Newcastle upon Tyne NHS Foundation Trust v Haywood
In the absence of a contractual provision, when does notice of termination take effect; when it is sent or when it is read? Judgment is expected shortly from the Supreme Court on this important practical point.
Contracts of Employment
Abrahall v Nottingham City Council and another
The Court of Appeal will soon decide whether a group of local authority employees retained a contractual right to annual increments in pay, despite accepting new terms subject to a later collective agreement that did not incorporate the entitlement.

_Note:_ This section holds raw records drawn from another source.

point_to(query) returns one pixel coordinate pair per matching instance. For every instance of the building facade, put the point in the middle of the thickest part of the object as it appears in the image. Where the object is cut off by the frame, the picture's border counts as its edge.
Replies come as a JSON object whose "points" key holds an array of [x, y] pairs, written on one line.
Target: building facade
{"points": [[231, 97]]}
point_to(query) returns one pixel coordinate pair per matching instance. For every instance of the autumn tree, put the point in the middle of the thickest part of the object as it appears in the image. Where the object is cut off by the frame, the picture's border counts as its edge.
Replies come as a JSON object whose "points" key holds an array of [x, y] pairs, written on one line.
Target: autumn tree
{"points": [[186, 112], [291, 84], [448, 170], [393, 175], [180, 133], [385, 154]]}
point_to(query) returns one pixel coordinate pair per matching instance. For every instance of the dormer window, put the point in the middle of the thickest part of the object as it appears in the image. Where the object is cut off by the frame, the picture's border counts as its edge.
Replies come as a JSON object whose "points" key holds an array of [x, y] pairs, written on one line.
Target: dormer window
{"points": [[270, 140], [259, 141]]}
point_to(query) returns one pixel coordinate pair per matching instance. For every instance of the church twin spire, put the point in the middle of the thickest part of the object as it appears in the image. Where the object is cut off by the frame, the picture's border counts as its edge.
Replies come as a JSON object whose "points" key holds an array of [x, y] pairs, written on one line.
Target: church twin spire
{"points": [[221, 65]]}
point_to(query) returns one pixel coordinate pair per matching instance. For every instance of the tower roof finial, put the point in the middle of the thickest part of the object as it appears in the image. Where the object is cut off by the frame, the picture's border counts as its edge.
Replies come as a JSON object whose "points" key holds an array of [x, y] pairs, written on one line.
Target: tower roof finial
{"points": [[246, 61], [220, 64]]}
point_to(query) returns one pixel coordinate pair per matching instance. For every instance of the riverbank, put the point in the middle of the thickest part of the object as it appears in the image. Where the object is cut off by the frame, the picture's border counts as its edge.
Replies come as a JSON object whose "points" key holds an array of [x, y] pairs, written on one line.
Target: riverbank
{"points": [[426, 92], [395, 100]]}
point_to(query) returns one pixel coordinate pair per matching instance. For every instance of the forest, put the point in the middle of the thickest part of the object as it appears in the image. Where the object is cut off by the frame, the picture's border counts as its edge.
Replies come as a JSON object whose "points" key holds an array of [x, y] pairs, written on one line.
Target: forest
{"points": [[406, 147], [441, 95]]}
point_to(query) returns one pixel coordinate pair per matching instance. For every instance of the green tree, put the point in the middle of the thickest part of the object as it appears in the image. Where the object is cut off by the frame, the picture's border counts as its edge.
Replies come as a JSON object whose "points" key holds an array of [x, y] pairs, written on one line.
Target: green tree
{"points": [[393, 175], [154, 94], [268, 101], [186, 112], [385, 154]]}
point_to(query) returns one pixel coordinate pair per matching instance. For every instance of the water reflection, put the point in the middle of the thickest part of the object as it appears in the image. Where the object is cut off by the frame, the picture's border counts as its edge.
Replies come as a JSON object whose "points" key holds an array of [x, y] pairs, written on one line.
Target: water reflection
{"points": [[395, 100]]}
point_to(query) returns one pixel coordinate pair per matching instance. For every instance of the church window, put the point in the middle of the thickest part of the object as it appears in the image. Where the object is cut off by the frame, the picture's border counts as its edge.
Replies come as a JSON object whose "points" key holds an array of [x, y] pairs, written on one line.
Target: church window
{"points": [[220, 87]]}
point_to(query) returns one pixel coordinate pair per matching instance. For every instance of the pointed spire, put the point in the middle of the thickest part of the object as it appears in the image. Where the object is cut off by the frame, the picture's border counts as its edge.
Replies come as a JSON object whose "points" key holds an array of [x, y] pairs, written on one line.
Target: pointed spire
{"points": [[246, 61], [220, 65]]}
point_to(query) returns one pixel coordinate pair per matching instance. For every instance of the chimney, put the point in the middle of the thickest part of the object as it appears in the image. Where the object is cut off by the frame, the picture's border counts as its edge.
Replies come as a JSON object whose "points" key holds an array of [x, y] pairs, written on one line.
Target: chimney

Pimlico Plumbers v Smith and Uber BV v Aslam
Focus on the "gig economy" and the issue of employment status will continue this year with the Supreme Court hearing in Pimlico Plumbers v Smith coming up on 20 February. The Court of Appeal will hear the next instalment of the high profile case of Uber BV v Aslam in November.
Working Time and NMW
Focus Care Agency v Roberts
In March, the Court of Appeal will consider whether workers who "sleep in" are working and should be paid for the whole of their shift or only when they are awake and carrying out duties. This case is being watched especially closely by employers in the health and social care sector.
Sash Window Workshop v King
The ECJ recently held that, where an employee had never had the opportunity to take paid leave, he was entitled to payment on termination for leave accrued throughout his entire period of employment. The Court of Appeal will consider this decision and soon deliver its own Judgment on how this works under UK law.
Capita Customer Management Ltd v Ali
The EAT will soon contribute to the limited case-law on shared parental leave by deciding whether a male employee was subjected to sex discrimination when his employer refused to allow him any period of shared parental leave on full pay (when a woman on maternity leave would have received 14 weeks' full pay).
Donelien v Liberata UK Ltd
Where an employer takes 'reasonable steps' (but not every step possible) to determine whether an employee is disabled, is this enough to avoid having "constructive knowledge" of their disability. The Court of Appeal's decision on this difficult day to day issue is expected shortly.
Sexual Orientation Discrimination
Lee v McArthur and Ashers Baking Company Ltd
This high profile case continues in May, when the Supreme Court will decide whether bakery owners directly discriminated against a gay man by refusing to provide a cake with the slogan "Support Gay Marriage", due to their own religious beliefs. The case will shed light on how discrimination law works when two protected characteristics conflict.
Porras Guisado v Bankia SA
An Advocate General of the ECJ recently gave the thought provoking opinion that a woman is protected from discriminatory dismissal from the moment they become pregnant (even if they have not informed their employer). We wait to see how the ECJ will deal with this legal analysis (and inevitably there will be UK cases to follow to confirm how it applies in practice in the UK).
Asda Stores Ltd v Brierley and others
This long running and complex equal pay claim comes before the Court of Appeal in October. The EAT recently decided that a predominantly female group of supermarket retail employees could compare themselves to a predominantly male group of delivery depot staff for the purposes of an equal pay claim of work of equal value, even though their pay was determined in different ways and by entirely different parts of the Group of companies.